2. Penelitian ini dapat dijadikan sebagai bahan pertimbangan dalam
pengambilan keputusan guna mencapai efisiensi produksi untuk mencapai
keuntungan yang maksimum.
3. Penelitian ini dapat digunakan sebagai bahan referensi dan literatur bagi
penelitian selanjutnya.
Ruang Lingkup Penelitian
Ruang lingkup penelitian ini adalah :
1. Produk yang dikaji ialah udang vaname (Litopenaeus vannamei)

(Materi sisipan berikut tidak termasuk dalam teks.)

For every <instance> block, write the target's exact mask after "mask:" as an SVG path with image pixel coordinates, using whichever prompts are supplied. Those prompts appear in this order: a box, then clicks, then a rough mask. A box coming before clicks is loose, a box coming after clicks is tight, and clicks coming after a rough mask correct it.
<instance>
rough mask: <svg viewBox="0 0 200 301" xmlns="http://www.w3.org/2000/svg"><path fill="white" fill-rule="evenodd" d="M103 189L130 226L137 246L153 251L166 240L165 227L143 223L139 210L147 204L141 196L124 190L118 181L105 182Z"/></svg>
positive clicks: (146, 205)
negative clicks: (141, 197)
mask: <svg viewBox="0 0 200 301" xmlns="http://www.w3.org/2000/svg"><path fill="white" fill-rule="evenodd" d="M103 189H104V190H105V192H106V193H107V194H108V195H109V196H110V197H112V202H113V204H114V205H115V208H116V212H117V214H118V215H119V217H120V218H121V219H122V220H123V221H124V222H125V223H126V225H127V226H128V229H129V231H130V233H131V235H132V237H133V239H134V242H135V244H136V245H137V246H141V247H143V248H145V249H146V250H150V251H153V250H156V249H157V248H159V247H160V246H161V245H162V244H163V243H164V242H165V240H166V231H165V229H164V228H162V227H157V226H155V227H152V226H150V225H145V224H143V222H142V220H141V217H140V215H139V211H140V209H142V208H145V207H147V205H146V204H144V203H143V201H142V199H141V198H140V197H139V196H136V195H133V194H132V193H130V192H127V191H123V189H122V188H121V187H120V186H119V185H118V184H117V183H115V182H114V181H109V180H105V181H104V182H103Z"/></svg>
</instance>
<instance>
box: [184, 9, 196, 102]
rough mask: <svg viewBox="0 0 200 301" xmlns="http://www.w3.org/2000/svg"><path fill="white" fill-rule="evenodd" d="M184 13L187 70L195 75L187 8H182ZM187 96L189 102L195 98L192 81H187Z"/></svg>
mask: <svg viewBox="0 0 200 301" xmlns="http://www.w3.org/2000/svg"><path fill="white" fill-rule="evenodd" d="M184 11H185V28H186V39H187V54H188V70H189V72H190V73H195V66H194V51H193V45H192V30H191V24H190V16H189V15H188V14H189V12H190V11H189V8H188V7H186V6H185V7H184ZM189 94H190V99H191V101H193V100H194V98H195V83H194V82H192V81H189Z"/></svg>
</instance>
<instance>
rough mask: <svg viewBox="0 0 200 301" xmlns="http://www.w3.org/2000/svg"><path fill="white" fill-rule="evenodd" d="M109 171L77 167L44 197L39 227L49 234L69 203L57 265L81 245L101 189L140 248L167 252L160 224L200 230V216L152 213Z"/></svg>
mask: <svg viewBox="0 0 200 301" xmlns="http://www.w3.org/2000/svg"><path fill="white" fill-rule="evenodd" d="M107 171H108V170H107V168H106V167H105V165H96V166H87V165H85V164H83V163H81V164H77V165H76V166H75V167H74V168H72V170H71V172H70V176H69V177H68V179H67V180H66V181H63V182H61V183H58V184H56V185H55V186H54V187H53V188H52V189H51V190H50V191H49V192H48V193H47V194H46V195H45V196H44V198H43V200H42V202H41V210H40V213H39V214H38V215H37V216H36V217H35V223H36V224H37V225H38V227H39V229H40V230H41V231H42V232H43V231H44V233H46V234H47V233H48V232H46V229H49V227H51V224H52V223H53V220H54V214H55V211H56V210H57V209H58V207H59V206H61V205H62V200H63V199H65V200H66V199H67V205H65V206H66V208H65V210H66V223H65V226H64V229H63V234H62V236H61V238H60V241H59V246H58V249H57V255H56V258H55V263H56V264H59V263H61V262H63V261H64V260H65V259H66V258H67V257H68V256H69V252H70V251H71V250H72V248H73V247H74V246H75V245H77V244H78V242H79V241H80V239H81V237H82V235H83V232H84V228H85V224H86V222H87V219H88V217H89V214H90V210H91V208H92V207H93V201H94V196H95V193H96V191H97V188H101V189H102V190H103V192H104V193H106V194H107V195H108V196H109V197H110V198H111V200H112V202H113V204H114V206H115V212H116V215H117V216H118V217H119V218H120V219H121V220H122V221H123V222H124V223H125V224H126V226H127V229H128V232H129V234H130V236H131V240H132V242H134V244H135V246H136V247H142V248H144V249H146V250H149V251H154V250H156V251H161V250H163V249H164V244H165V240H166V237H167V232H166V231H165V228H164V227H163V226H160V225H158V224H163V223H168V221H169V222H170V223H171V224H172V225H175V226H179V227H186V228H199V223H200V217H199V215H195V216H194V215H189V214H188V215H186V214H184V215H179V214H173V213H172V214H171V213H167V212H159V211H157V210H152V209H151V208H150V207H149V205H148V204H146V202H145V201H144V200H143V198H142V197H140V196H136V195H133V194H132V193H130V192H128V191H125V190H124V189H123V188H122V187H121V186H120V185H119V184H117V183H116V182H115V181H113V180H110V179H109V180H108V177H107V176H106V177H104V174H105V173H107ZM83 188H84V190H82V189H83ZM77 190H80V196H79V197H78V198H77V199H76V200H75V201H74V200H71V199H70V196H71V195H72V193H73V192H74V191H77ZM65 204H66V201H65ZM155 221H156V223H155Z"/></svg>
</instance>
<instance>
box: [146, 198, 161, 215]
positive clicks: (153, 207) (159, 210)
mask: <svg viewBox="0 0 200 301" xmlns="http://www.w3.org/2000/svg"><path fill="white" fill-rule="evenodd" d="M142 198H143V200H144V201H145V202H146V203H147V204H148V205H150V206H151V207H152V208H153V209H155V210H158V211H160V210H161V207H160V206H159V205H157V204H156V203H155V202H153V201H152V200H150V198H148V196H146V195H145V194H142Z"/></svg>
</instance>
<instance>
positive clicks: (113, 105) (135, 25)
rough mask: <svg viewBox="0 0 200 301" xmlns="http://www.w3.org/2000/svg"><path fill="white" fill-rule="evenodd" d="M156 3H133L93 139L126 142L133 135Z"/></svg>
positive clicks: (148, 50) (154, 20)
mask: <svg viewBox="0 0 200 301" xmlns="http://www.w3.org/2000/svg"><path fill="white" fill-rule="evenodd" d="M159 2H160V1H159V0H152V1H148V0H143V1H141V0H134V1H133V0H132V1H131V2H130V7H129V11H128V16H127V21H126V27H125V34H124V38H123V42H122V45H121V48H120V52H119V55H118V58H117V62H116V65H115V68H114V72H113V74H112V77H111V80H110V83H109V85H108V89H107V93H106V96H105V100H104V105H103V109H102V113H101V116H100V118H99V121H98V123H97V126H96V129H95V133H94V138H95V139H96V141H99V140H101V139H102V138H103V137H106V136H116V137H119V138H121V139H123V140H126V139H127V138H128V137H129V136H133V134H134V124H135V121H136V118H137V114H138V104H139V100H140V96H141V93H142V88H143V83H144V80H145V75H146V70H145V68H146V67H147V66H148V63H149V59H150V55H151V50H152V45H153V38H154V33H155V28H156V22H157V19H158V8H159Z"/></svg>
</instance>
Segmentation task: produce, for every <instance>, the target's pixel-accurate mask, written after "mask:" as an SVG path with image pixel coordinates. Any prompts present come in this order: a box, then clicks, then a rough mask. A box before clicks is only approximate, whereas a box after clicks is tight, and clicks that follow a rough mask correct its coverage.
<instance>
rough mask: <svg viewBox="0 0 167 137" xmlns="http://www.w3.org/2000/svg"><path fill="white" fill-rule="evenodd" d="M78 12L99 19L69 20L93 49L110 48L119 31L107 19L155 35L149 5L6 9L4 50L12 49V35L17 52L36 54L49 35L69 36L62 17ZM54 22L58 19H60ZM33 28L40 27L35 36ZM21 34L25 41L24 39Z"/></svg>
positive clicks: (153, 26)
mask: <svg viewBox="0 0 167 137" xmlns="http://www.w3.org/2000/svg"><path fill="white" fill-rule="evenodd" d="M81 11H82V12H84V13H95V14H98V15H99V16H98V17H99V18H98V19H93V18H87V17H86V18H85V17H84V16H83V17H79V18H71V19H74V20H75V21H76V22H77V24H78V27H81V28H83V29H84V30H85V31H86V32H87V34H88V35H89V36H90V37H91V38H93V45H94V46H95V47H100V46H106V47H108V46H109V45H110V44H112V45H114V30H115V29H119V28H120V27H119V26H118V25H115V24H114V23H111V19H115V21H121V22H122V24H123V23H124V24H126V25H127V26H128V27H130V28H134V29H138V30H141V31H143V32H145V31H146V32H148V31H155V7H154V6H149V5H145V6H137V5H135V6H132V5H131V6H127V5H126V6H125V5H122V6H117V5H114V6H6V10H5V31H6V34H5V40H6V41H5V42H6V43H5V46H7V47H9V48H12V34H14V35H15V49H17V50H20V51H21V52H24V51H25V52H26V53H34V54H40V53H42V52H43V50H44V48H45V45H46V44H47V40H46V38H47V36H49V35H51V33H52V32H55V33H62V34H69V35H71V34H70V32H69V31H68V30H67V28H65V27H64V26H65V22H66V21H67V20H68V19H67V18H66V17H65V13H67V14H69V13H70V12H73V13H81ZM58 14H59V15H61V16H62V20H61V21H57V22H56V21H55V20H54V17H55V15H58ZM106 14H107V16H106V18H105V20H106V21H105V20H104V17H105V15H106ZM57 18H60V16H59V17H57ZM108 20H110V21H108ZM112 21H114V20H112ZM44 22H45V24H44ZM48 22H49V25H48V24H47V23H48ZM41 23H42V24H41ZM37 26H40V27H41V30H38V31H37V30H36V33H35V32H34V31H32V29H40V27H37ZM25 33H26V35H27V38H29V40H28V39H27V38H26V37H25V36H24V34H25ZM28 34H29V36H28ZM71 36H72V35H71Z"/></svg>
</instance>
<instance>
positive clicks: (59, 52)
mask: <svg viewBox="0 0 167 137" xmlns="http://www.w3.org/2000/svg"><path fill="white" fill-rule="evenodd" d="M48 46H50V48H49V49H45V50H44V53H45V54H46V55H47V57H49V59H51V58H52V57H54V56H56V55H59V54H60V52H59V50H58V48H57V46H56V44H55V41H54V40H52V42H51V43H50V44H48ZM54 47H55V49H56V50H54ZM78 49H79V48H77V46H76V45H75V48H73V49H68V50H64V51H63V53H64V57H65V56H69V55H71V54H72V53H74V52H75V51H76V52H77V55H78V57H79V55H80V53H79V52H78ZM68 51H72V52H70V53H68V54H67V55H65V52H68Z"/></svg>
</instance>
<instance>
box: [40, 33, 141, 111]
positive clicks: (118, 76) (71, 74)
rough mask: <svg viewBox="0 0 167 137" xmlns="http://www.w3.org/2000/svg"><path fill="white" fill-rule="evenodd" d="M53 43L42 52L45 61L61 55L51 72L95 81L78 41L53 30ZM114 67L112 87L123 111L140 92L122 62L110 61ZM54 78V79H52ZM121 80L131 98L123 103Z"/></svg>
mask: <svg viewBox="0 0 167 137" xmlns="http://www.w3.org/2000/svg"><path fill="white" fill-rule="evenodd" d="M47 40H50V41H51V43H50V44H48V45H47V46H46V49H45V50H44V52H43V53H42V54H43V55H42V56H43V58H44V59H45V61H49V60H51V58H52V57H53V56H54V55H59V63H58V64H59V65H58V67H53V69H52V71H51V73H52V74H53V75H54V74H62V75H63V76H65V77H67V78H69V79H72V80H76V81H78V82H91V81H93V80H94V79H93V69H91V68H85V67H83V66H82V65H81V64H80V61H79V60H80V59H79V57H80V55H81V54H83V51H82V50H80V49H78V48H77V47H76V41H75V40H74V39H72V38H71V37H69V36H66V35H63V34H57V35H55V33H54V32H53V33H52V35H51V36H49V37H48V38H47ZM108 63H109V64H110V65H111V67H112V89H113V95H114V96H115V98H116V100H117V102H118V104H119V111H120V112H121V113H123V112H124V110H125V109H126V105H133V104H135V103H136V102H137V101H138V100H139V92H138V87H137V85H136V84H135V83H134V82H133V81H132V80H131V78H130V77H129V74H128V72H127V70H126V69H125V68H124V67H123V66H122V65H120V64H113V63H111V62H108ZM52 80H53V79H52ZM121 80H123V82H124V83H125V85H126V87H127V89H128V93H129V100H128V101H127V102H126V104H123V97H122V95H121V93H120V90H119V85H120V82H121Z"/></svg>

2. Penelitian difokuskan pada tingkat pendapatan pembudidaya udang
vaname.
3. Penelitian menggunakan data primer melalui hasil wawancara dan
pengamatan padapembudidaya udang vaname.
4. Penelitian menggunakan data sekunder mengenai data produksi, data
permintaan, data penjualan dan harga jual udang vaname pada periode
tertentu dan literatur review pendukung penelitian ini
TINJAUAN PUSTAKA
Penelitian dengan topik pendapatan usahatani bukan merupakan hal yang
baru. Oleh karena itu, penelitian ini menggunakan beberapa laporan penelitian
terdahulu sebagai rujukan, referensi, dan pedoman. Referensi yang digunakan
berupa artikel ilmiah, jurnal, laporan penelitian, dan skripsi. Berdasarkan referensi
yang telah didapat, maka diperoleh intisari dari beberapa konsep yang
berhubungan dengan tujuan penelitian ini.
7
Analisis Pendapatan Usahatani
Penelitian mengenai analisis pendapatan usahatani sudah banyak dilakukan
untuk menghitung seberapa besar penerimaanyang diperoleh petani dan biaya
yang dikeluarkan. Setelah melakukan analisis pendapatan usahatani diharapkan
pembudidaya udang vaname dapat mengetahui keadaan usahatani yang sedang
dilakukan. Selain itu, diharapkan juga para pembudidaya udang vaname di
Kabupaten Rembang juga mendapatkan bahan evaluasi untuk kelanjutan usaha
yang sedang dilaksanakan. Penelitian terdahulu mengenai analisis pendapatan
usahatani diantaranya dilakukan oleh Situmeang (2012), Guntur (2011), Zepriana
(2010), Brajamusti (2008), dan Wijaya (2002).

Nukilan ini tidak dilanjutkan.